Mary, qui se trouvait dans les escaliers en route vers la Grande Salle reprit son chemin prudemment, escortée par les Serdaigles de son année : ils se déplaçaient rarement seuls ces derniers jours. Plus ils s'approchaient du hall, plus le bruit devenait puissant.

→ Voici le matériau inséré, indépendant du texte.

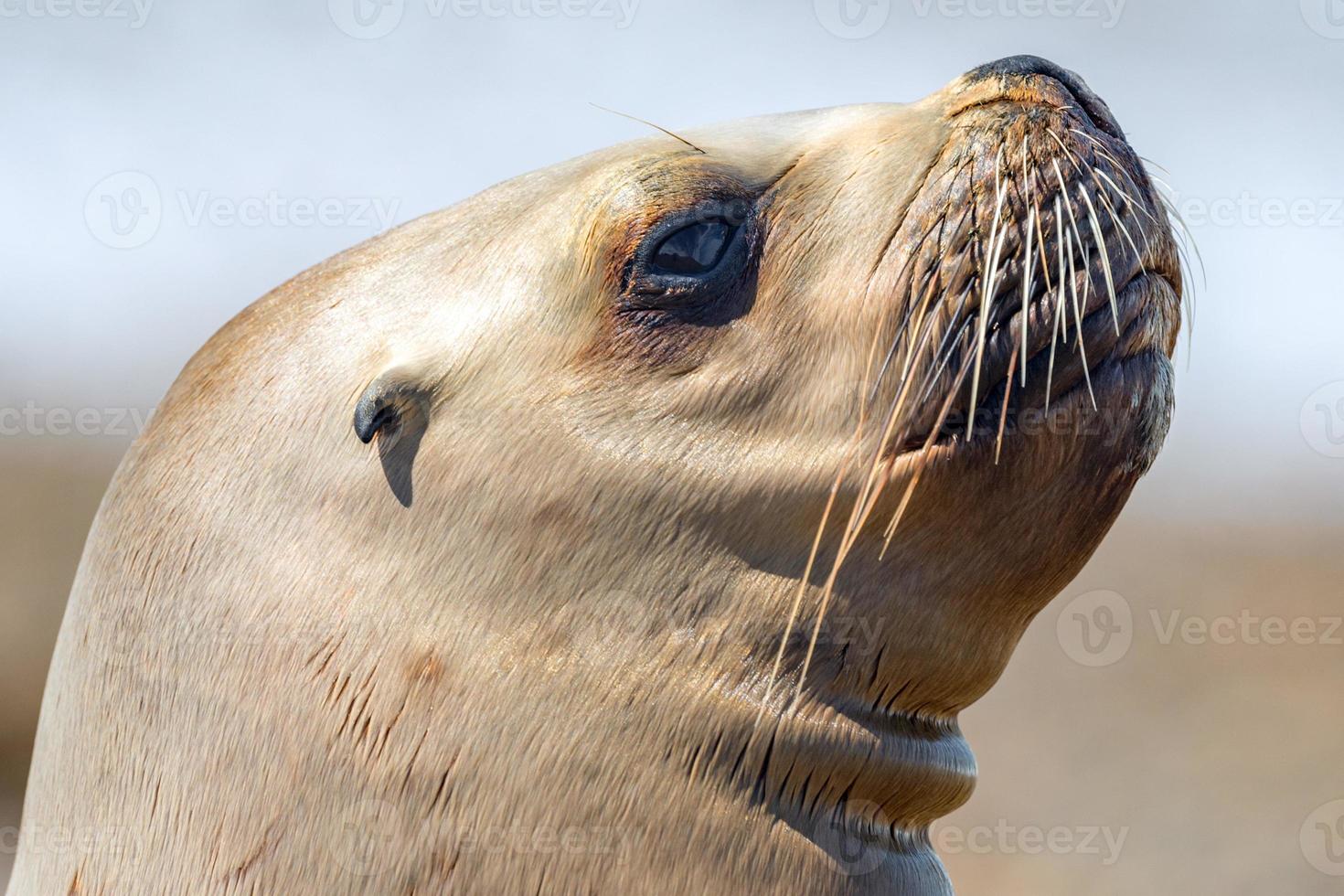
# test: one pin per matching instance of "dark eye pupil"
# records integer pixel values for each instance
(695, 249)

Ça provenait de la grande porte à double battants qui fermait l'entrée principale du château. Quelque chose, quelque chose qui semblait énorme, frappait dessus à intervalle régulier. Et elle vacillait. Elle n'allait pas tenir à ces assauts répétés indéfiniment. Ils ont déjà envahi le parc, réalisa Mary avec une horreur grandissante. Quelques cris se firent entendre en échos du coup suivant, tandis que les autres élèves, qui commençaient à s'amasser dans le hall, réalisaient l'inévitable.
- Ne restez pas plantés là ! s'exclama soudainement le professeur McGonagall en surgissant dans le hall. Tous dans la Grande Salle ! Rassemblez vous par année ! Les préfets, chargez vous de cela ! Nous devons évacuer le château immédiatement, Mme Pomfresh et Mr Linch mèneront les groupes tour à tour au point d'évacuation !

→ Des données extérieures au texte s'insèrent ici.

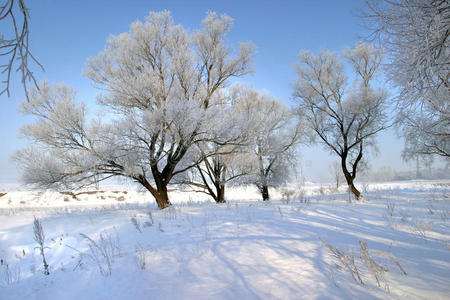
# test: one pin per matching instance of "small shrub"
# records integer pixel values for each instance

- Et si on veut se battre ? rugit férocement un Gryffondor de 7ème année.
- Nous n'allons pas nous battre, du moins pas si nécessaire. Une fois tout le monde évacué, nous abandonnerons l'école, répondit la directrice avec un air sévère plaqué sur le visage.
Cela déclencha de nombreux cris de protestations, personne ne voulant abandonner l'école aux mains des Mangemorts.
- Dumbledore n'aurait jamais permis ! s'exclama quelqu'un.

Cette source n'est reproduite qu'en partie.